Natural - Anti-Microbial Agents
Freshly Grated Garlic and Ginger - Both have been known for a long time to help with digestive problems and have been widely used as folk remedies for weight loss and any number of other maladies. The downside? They are hard for some people to palette and a little bit burdensome to freshly grate each morning. Be aware that garlic will make your breath, skin, hair, poop, everything, smell like garlic, so if you’re not a garlic enthusiast like I am, take your time deciding which method to pursue. Eat a tablespoon of whichever you choose with every meal for about 30 days.
Oregano Extract Oil- This one is a little bit unpredictable.
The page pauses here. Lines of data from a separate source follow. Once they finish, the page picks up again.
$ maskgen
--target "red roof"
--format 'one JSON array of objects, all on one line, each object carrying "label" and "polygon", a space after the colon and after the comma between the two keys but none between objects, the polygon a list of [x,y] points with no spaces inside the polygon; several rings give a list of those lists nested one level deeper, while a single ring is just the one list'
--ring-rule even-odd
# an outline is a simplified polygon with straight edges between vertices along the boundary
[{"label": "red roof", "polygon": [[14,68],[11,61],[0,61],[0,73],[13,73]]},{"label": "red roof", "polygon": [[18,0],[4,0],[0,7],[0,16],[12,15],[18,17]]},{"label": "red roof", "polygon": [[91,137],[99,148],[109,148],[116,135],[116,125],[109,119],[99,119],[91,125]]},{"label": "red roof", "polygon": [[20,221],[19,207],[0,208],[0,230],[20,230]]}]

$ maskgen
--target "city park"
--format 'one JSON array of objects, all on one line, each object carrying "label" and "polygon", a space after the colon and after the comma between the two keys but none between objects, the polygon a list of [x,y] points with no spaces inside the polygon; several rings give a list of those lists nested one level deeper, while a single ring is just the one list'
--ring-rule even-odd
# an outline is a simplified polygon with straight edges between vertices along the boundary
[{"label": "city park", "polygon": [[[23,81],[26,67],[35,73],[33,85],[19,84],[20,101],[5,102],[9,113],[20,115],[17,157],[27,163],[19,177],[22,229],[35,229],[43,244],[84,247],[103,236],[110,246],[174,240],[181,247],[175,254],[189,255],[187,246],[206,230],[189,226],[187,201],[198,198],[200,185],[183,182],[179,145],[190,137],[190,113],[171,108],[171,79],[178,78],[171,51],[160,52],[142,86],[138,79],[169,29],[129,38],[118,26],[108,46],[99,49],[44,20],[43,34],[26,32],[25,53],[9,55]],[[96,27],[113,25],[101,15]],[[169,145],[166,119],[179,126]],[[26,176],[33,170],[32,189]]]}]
According to health personality Chris Kresser, oregano extracts are used commercially as an antimicrobial agent. That should give you some indication on how strong it is. There are plenty of synthetic antimicrobial agents out there, but many food processing companies still use oregano oil as their substance of choice for sterilization. It is effective, undoubtedly, but the danger you run is destroying too much of your bacteria, making recolonization of the colon more difficult after, and creating the risk of developing diseases such as IBS and Crohn’s disease. If you are going to use oregano extract oil, consult your doctor and continue to work with them to monitor your health throughout the process.
Repairing the Epithelium
This one is pretty simple, the cells that repair our intestinal lining require glutamine to operate properly. In order to help the repair of our gut walls, we want to increase our glutamine intake. Glutamine is abundant in beef, fish, and other protein rich foods. So go eat a steak. You can also take glutamine powder, but that’s not as fun as eating steak. Try to ingest 50-60% of your daily caloric value from protein, 20% from healthy fats, 20% from vegetables, and the remaining 10% from fruits and anything else the fat kid living in your stomach can’t resist. Also, try not to blacken the meat too much or else you run the risk of depleting the nutritive value contained within it.
Remember, this diet is temporary, and serves a very specific purpose, and will be confined to a month long timeframe, not the rest of your life. The goal is to reset your gut, so that, when we begin to recharge our metabolism, our efforts are directed to the colon, where they belong, instead of the small intestine, where bacteria can lead to a whole slough of disorders.